Doggy-proof your home the way you would for a pup and visit the vet frequently.

Frequent Vet Visits

We reckon that you are a responsible pet parent who goes out of their way to take care of your little fur babies. The older your dog gets, the more vet visits you might want to consider making.

A general rule of thumb in life and with pets is to detect things early so you can take effective actions to ensure a high standard of living for your aging dog.

Handicapable Access

As dogs age, the more likely health issues will develop. This will ultimately result in everyday tasks being more hectic for them.

A lot of advanced age dogs may deal with decreased mobility, vision, and hearing, to name a few.

To ensure a safe environment for your aging dog, avoid moving furniture around as your dog will have to learn new pathways. Also, avoid slippery floors.

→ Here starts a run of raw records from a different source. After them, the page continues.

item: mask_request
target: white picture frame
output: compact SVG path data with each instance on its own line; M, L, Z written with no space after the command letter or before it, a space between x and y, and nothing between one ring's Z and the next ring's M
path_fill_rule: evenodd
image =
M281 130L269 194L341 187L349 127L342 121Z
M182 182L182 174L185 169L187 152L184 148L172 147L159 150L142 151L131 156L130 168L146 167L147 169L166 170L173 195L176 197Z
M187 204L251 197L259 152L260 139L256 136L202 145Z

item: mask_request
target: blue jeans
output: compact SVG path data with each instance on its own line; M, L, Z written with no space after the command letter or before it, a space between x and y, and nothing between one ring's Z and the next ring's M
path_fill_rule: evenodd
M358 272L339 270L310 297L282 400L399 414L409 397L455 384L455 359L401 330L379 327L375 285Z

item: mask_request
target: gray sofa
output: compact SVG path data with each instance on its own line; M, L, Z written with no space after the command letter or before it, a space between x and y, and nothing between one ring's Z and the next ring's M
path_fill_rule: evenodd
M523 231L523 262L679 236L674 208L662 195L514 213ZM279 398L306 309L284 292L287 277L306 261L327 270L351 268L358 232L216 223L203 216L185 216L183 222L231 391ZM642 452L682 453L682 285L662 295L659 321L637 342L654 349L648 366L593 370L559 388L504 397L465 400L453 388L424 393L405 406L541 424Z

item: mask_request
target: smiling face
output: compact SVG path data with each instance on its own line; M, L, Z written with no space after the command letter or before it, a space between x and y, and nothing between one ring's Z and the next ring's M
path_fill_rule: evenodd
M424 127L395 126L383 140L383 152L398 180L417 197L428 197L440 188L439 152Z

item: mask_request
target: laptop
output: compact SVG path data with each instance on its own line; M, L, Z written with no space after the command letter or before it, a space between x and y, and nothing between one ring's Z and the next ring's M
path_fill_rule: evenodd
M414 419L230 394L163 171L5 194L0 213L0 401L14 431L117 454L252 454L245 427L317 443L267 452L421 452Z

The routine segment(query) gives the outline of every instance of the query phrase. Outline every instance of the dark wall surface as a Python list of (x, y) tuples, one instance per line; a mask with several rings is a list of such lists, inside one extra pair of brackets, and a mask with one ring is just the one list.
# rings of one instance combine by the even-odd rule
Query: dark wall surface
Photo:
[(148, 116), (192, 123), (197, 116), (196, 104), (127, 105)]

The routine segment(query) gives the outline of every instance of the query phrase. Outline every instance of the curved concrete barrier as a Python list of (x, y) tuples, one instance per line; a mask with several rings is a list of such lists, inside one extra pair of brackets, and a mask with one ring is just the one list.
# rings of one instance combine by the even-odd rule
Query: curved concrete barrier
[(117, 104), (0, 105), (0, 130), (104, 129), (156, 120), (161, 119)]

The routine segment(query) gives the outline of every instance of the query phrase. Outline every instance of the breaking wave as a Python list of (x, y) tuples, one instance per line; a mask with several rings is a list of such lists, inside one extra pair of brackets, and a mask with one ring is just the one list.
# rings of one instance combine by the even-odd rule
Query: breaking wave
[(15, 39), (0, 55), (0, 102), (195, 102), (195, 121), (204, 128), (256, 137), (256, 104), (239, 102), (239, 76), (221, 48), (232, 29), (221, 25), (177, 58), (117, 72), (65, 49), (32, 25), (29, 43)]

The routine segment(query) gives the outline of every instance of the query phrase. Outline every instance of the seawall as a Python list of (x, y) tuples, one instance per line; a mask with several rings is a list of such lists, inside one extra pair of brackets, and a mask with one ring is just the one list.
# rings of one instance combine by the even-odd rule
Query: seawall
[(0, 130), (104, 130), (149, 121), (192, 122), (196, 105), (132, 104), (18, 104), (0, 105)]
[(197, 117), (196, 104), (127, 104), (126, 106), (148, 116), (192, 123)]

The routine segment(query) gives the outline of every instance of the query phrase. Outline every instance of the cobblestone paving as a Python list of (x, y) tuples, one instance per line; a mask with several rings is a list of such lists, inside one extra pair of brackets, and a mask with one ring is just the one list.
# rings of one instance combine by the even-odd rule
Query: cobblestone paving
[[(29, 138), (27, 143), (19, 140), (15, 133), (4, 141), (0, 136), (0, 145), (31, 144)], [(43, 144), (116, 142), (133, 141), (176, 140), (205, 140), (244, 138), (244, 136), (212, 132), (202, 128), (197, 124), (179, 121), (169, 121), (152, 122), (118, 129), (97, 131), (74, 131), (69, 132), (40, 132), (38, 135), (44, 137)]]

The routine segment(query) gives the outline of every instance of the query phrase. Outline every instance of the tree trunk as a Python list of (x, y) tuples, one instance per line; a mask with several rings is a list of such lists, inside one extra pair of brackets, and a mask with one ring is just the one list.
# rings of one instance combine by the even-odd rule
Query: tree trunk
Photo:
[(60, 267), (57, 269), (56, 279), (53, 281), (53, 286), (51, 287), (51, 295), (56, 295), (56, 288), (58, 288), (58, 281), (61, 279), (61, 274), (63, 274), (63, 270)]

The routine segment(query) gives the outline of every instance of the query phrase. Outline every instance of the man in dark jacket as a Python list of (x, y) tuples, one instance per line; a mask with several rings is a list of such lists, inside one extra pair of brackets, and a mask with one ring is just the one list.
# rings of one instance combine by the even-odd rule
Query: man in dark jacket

Another way we can help our pet age with dignity is making sure we don’t avoid any concern or ignore any concerns that we might have. Remain vigilant

Exercise Often

Aging dogs should be put on a consistent exercise schedule. However, they will not be as active or play as hard as they used when they were puppies.

Older dogs need regular low-intensity exercise to maintain healthy muscles, weight, joints and more.

Too much exercise may not be ideal for your aging dog as prolonged exercises can put pressure on aging joints and muscles.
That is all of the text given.